The location and the spatial relationships between production and processing shift through time due to changes in such factors as production methods, processing, transportation and market structure. This study is concerned with such relationships in the tomato processing industry in New Zealand. In the past, the regional distribution of production and processing tomatoes has been determined by the historical location and capacity of the processing facilities. However, the merger of smaller companies into larger concerns has caused the some re-location of production into fewer and more specialised regions. More recently there have been changes in production techniques which are expected to further modify the spatial distribution of production and processing within this industry. The changes in production techniques have sufficiently altered the growing requirements for outdoor tomatoes such that a number of new production regions now have the potential to establish a tomato processing operation. The objective of this study is the investigation of the optimal location of production areas and processing plants for the rational expansion of the New Zealand tomato processing industry, given various levels of demand. The perishability and the relatively short distances over which raw tomatoes can be transported and still retain good quality mean that processing p1ants have traditionally been located in production regions. The study investigates the feasibility of decentralised processing operations where initial processing plants, located in production regions, produce an intermediate (pulped) product for shipment to finishing and canning plants located at marketing or trans-shipment points. The Logan and King model using the stammer-modified solution procedure is used to derive the least cost solution for the location of production areas and the size, type and location of processing plants.

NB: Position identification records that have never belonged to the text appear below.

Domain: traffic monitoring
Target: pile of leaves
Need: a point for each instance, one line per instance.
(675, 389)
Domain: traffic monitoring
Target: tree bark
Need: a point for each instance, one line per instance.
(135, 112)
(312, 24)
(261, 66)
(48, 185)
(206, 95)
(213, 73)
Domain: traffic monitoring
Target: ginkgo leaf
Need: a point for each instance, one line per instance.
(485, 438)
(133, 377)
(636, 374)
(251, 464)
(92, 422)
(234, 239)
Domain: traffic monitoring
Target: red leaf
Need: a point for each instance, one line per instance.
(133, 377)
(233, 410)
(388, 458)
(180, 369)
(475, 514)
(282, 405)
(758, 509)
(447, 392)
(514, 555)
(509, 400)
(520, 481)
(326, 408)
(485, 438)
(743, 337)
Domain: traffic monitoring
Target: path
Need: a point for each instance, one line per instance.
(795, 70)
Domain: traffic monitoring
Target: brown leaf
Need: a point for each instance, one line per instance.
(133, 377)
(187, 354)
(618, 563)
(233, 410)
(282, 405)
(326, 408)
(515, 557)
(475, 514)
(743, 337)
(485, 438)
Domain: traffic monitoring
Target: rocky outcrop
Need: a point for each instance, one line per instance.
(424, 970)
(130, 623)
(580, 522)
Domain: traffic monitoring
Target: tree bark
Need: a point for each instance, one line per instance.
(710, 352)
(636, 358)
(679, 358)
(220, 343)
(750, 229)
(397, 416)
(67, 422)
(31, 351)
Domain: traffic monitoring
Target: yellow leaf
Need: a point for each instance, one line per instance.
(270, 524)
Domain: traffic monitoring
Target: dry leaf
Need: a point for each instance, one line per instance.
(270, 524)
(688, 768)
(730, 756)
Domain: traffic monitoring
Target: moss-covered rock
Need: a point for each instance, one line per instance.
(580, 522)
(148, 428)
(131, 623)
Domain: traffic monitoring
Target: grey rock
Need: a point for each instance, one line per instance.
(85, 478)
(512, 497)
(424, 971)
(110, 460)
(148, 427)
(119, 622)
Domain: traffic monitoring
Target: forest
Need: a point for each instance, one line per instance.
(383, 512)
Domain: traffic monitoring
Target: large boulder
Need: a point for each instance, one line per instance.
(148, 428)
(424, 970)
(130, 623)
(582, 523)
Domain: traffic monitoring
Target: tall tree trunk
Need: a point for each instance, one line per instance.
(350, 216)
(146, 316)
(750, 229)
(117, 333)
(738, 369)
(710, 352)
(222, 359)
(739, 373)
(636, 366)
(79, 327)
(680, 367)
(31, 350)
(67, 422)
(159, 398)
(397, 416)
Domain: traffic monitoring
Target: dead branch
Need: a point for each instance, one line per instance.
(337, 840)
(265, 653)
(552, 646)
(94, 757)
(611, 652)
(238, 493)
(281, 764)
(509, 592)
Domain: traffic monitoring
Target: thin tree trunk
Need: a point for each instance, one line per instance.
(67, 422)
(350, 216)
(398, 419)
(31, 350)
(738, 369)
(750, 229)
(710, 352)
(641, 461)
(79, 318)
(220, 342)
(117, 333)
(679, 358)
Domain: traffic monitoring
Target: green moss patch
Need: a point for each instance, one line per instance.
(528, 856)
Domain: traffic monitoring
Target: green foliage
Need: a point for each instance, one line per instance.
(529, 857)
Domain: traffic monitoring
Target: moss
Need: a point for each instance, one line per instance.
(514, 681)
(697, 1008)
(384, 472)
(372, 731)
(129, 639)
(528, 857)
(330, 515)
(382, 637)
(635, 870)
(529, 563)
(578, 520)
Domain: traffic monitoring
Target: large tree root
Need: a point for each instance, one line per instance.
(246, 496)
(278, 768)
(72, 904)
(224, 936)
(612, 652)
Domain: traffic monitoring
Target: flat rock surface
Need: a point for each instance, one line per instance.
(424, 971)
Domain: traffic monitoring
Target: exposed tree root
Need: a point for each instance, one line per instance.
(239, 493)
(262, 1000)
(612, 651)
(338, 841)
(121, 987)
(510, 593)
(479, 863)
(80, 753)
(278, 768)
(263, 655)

The Logan and King model is a normative optimising approach which produces a single minimum cost solution. However, cost minimisation alone is often too naive an objective for a decision-maker and thus heuristic methods are employed to provide low cost or near optimal solutions. These solutions provide a range of alternative spatial patterns for production and processing that can be fitted to the decision-makers specific needs. The sensitivity of the optimal solution to changes in major cost factors is also investigated.